Sin Sultan – Andrew Shole aka Lawrence Block (leisure Book #605, 1963)
For a while in 1963, because of a legal case, William Hamling created a couple new imprints — Pillar and Leisure Books — and made slight alternations to the stable of names — Dan Eliot for Don Elliott, John Baxter for John Dexter, Alan Marsh for Allen Marshall, and Andrew Shole for Andrew Shaw.
A. Shole — funny.
This one is penned by Lawrence Block — his style at the time dominates, and it’s a crime novel about a bad cop and a good hooker.

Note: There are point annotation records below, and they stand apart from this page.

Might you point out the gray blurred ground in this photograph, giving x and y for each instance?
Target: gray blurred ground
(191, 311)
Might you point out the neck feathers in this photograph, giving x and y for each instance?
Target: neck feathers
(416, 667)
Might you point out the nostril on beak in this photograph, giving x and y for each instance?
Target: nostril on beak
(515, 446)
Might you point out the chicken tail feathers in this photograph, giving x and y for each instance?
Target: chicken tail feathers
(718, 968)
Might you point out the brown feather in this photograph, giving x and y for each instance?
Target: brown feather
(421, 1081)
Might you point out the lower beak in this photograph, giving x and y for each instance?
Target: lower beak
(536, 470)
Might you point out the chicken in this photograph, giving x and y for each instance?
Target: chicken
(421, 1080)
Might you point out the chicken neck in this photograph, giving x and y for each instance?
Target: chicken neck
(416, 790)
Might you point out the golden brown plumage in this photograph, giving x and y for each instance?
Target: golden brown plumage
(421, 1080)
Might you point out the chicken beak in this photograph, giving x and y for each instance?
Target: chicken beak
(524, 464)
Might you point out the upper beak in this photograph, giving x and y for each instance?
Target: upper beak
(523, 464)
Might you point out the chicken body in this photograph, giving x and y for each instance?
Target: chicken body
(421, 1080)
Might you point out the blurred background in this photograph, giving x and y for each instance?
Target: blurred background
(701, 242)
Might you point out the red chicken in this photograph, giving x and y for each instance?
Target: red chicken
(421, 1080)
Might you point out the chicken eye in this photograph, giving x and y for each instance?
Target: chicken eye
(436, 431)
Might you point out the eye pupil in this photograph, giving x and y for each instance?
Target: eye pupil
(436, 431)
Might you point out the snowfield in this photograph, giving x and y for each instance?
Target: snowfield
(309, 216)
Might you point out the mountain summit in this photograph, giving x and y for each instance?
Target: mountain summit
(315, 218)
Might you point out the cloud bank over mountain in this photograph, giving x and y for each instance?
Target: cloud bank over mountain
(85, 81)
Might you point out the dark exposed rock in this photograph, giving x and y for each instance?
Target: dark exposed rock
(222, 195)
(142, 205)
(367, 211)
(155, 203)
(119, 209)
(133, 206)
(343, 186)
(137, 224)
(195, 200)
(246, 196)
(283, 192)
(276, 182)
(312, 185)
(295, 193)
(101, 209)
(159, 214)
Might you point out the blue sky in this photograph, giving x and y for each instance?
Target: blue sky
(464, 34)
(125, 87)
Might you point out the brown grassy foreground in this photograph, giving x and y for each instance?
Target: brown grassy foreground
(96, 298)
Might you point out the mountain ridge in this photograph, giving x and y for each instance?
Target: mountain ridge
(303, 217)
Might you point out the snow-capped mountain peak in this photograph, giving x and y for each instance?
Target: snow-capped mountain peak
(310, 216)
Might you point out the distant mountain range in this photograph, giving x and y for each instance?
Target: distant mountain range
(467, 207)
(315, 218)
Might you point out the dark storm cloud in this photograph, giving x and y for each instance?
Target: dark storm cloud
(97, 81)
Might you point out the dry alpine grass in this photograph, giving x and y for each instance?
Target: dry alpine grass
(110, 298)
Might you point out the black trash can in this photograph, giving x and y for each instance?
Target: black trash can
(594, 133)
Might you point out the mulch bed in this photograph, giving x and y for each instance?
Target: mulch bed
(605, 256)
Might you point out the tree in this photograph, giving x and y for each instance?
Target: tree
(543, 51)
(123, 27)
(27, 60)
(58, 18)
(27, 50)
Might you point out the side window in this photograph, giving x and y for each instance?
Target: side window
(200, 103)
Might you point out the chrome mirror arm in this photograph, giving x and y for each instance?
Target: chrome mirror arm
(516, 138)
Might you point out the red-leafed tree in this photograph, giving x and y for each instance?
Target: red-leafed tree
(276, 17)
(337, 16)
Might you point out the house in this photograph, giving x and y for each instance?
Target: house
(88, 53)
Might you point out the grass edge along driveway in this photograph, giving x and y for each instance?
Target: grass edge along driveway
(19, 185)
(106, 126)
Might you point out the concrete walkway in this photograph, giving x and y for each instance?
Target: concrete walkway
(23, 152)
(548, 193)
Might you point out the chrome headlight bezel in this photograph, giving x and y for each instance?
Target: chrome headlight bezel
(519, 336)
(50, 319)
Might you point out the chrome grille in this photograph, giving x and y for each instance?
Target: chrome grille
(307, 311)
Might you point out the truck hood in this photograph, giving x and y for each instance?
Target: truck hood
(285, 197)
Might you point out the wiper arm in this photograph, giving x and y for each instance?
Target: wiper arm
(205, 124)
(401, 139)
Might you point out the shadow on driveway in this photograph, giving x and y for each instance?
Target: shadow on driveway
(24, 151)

The novel opens with a raid on a brothel, simply a political move for good press for the new district attorney in New York. For Detective Mannix of the vice squad, it’s a way to pick up bribe cash. But the new D.A. and others in city hall are onto Mannix, wishing to clean up the police force, for Mannix is given the choice: resign quietly or be publicly humiliated and tossed into prison.
Mannix resigns. But he has a new career in mind: as a pimp. It’s all abt money for him, as a cop or not. He even pimps out his estranged “wife” who is in a big hole with her bookie — she has little choice: she can work off her debt through Mannix as a hooker, or wind up six feet under from the bookie. There’s one curious scene where she takes on three johns at the same time, and she discovers that she doesn’t mind this work after all.
This is a flawed novel, however; and I think Block didn’t write it alone — I detect some hints of Westlake or maybe Coons in there. It starts off great, like a classic Block crime novel, then devolves into loosely-held-together scenes of the various women working for Mannix, flashbacks of their sexual history, and how they wound up in New York and eventually working the sex trade under the wingof a disgraced vice cop,.
A C-plus overall. Possibly written too quickly to meet a deadline.